Beberapa daerah telah lebih dahulu mengeksekusi regulasi ini. Sebut saja Kabupaten Gresik, Jember, Bandung, dan Kota Bekasi, yang telah mengalokasikan hibah daerah untuk pembangunan ruang kelas madrasah, perbaikan asrama santri, pelatihan guru, hingga digitalisasi pengajaran. Ini adalah bukti konkret bahwa madrasah dan pesantren bisa dan layak menjadi penerima utama dari program-program daerah yang berpihak pada pendidikan berbasis nilai dan karakter.
Namun, dalam implementasinya, perlu disampaikan dengan tegas bahwa pemberian hibah tidak boleh didasarkan pada kedekatan personal, hubungan politik, atau pertimbangan subjektif lainnya. Penyaluran hibah harus berdasarkan kebutuhan riil dan data yang akurat. Tidak boleh ada lagi hibah yang asal ditetapkan hanya karena ada “akses ke dewan” atau relasi dengan elite politik lokal. Hibah harus tepat sasaran, tepat lokasi, dan tepat alokasi.
Kepada para penerima hibah, penting untuk diingat bahwa dana hibah adalah amanah publik yang harus dikelola dengan penuh tanggung jawab. Gunakan dana tersebut sesuai dengan Rencana Anggaran Biaya (RAB), laksanakan tepat waktu, dan pertanggungjawabkan secara transparan. Jangan sampai dana yang seharusnya membangun malah mencelakakan karena kesalahan pelaporan, keterlambatan pelaksanaan, atau penyimpangan penggunaan.
Pengawasan dari masyarakat, lembaga pengawas daerah, dan instansi vertikal seperti Inspektorat dan BPK juga harus diperkuat. Sebab jika mekanisme ini dijaga dengan baik, hibah APBD bisa menjadi jalan emas untuk meningkatkan kualitas pendidikan Islam di akar rumput—di mana para anak bangsa pertama kali ditanamkan nilai-nilai kejujuran, nasionalisme, dan semangat kebangsaan.
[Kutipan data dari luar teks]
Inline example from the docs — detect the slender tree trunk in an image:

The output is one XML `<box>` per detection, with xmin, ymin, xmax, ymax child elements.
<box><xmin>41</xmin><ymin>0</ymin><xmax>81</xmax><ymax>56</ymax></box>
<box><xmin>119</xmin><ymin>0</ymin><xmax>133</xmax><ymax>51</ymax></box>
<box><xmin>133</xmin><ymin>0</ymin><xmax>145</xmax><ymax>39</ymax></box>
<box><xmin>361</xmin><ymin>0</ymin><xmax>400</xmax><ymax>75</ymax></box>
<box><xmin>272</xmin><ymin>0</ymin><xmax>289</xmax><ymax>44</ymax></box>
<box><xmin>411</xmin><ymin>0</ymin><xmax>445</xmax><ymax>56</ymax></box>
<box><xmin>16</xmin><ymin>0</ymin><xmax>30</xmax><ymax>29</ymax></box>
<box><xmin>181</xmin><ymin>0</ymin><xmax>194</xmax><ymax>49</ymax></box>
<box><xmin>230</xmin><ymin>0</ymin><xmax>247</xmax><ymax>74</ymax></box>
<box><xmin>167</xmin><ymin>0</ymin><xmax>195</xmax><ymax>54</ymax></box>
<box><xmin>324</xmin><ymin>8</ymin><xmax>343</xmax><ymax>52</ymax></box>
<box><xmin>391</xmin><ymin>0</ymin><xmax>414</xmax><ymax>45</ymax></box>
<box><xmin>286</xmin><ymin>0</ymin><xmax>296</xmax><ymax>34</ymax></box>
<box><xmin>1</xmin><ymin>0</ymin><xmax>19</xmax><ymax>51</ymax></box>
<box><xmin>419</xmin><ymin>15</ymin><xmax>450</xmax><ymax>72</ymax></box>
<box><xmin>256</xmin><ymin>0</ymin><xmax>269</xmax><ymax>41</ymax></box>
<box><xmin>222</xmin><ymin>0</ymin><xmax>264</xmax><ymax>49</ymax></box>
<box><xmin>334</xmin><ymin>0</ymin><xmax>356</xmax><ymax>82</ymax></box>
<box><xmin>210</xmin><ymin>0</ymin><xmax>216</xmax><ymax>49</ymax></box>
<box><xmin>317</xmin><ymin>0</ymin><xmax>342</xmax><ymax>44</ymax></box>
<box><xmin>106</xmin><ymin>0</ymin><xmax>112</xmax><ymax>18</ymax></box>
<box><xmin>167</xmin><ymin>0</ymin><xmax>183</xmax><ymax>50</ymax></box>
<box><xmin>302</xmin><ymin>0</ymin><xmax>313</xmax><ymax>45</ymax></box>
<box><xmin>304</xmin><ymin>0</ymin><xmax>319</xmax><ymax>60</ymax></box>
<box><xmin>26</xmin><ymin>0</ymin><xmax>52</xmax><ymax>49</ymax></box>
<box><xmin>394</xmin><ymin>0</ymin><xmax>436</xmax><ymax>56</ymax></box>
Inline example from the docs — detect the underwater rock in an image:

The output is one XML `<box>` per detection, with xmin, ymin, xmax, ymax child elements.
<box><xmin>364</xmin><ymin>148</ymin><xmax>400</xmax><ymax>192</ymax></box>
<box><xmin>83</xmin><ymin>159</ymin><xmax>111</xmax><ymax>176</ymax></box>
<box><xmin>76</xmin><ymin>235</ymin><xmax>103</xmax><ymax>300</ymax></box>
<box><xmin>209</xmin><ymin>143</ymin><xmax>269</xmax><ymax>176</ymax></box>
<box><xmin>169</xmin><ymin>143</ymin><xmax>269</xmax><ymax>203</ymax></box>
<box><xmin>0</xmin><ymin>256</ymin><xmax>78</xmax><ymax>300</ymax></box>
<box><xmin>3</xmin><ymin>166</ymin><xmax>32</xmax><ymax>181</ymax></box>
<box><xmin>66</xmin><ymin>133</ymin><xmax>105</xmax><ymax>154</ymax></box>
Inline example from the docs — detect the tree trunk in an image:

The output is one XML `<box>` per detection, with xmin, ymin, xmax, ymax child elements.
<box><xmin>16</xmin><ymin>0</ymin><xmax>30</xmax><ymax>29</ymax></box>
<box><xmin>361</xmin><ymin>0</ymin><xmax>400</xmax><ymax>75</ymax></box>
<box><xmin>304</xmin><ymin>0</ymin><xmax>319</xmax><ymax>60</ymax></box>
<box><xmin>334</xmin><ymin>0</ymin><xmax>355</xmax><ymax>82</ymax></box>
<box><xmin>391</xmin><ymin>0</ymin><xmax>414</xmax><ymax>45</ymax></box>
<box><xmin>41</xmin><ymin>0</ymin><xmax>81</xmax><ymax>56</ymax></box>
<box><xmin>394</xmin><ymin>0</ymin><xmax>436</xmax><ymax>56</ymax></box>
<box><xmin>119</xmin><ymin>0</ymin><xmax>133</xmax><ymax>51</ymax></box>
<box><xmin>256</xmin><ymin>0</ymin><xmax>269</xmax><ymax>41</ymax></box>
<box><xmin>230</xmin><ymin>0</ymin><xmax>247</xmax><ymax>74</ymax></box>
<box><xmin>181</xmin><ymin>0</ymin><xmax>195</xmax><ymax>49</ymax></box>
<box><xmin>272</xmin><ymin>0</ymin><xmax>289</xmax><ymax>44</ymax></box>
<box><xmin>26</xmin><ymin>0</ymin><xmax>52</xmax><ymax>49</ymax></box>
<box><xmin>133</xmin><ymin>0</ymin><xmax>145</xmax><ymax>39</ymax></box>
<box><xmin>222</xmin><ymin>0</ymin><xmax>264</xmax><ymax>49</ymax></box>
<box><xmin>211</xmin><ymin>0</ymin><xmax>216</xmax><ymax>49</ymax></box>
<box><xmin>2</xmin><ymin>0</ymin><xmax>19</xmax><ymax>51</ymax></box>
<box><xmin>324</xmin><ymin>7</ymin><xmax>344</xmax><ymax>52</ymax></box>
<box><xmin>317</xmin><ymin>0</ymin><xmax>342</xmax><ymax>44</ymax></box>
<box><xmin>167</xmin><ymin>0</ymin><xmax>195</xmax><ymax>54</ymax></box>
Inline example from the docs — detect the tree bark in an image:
Kini saatnya pemerintah daerah benar-benar hadir bukan hanya sebagai regulator, tetapi sebagai mitra strategis lembaga pendidikan keagamaan. Dan bagi madrasah serta pesantren, ini adalah peluang emas untuk menunjukkan kapasitas kelembagaan dalam mengelola bantuan publik dengan profesionalisme dan integritas tinggi.
Maka saya mengajak seluruh kepala daerah, DPRD, dan SKPD, khususnya di Kabupaten Tegal dan wilayah sekitarnya, untuk memanfaatkan regulasi ini secara serius. Buatlah peta kebutuhan madrasah dan pesantren secara partisipatif. Dengarkan aspirasi mereka. Libatkan mereka dalam perencanaan. Dan pastikan setiap rupiah yang digelontorkan benar-benar mengarah pada perbaikan kualitas pendidikan dan kesejahteraan santri.
Karena membangun Indonesia yang bermartabat harus dimulai dari akar. Dan akar itu adalah madrasah dan pesantren. Mereka telah memberi tanpa banyak meminta. Kini saatnya kita hadir memberi dukungan, bukan sebagai belas kasihan, tetapi sebagai bentuk keadilan dan pengakuan.
Madrasah Hebat, Pesantren Kuat, Indonesia Bermartabat.